The corporate reform of education, led by Bill Gates et al., sets college graduation as the end-goal of all learning. So, it is no surprise that policy makers, having drunk the Gates Kool-aid, would impose draconian measures on public schools, focused on Common Core and testing ad infinitum. After all, how are kids going to find their way to university if they haven’t mastered the elements of one-size-fits-all curricula? While we’re at it, let’s hold teachers “accountable” via their students’ test scores. Ah, that’s the ticket.

But, of course, this is all bullshit. There is no scientific basis whatsoever that No Child Left Behind and Race to the Top, the two major pieces of federal legislation, work or even can work. Leave it to Americans to do it big and wrong. We don’t need no damn science or the lessons available from those who actually know what they’re doing when it comes to designing and operating superior education systems.

In their zeal to create college-ready automatons, the powers that be forgot at least one important factor: children are remarkably different in circumstance, desire, and ability.

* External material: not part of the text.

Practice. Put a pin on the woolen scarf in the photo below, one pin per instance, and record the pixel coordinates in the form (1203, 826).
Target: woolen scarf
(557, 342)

This is especially critical during early childhood development, which centers on play, socializing, and exploring immediate worlds.

A mother of a boy entering kindergarten wonders about the monsters produced by wrong-headed politicians and their wealthy benefactors. She also happens to possess a doctorate in educational policy. She wrote an essay for The Washington Post.

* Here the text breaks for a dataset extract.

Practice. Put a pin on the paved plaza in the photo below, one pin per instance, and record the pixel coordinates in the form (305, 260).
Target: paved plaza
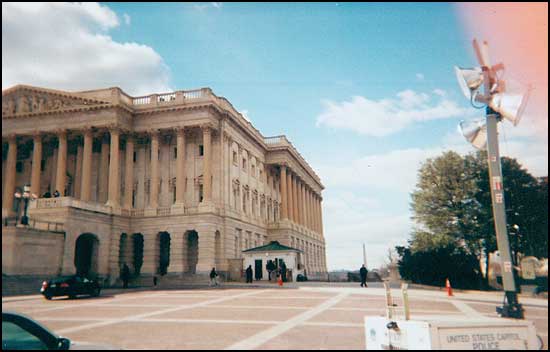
(238, 318)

I’m sad that my son won’t experience kindergarten as a gentle transition into the rhythms of school, as a space primarily for exploration and play, and as a place where building strong relationships with adults and other children is the primary annual goal. I’m sad that our culture of testing and assessment has moved down to even the youngest grades.

And I’m angry. I’m angry that in kindergarten he may be expected to meet standards that are not developmentally appropriate for him. I’m angry that our educational system ignores what research and evidence from other countries tells us is best for our children’s emotional, social, and academic lives.

I want to protect my son’s childhood, and I want him to grow and learn at his own pace. Increasingly, the early grades of our country’s public schools are not the place for kids like him — kids who are not ready at five to become “proficient” readers and writers — to thrive.

In a footnote, we’re told that the mother has enrolled her son in a local Waldorf school, which does not answer to the beat of the draconian drummer.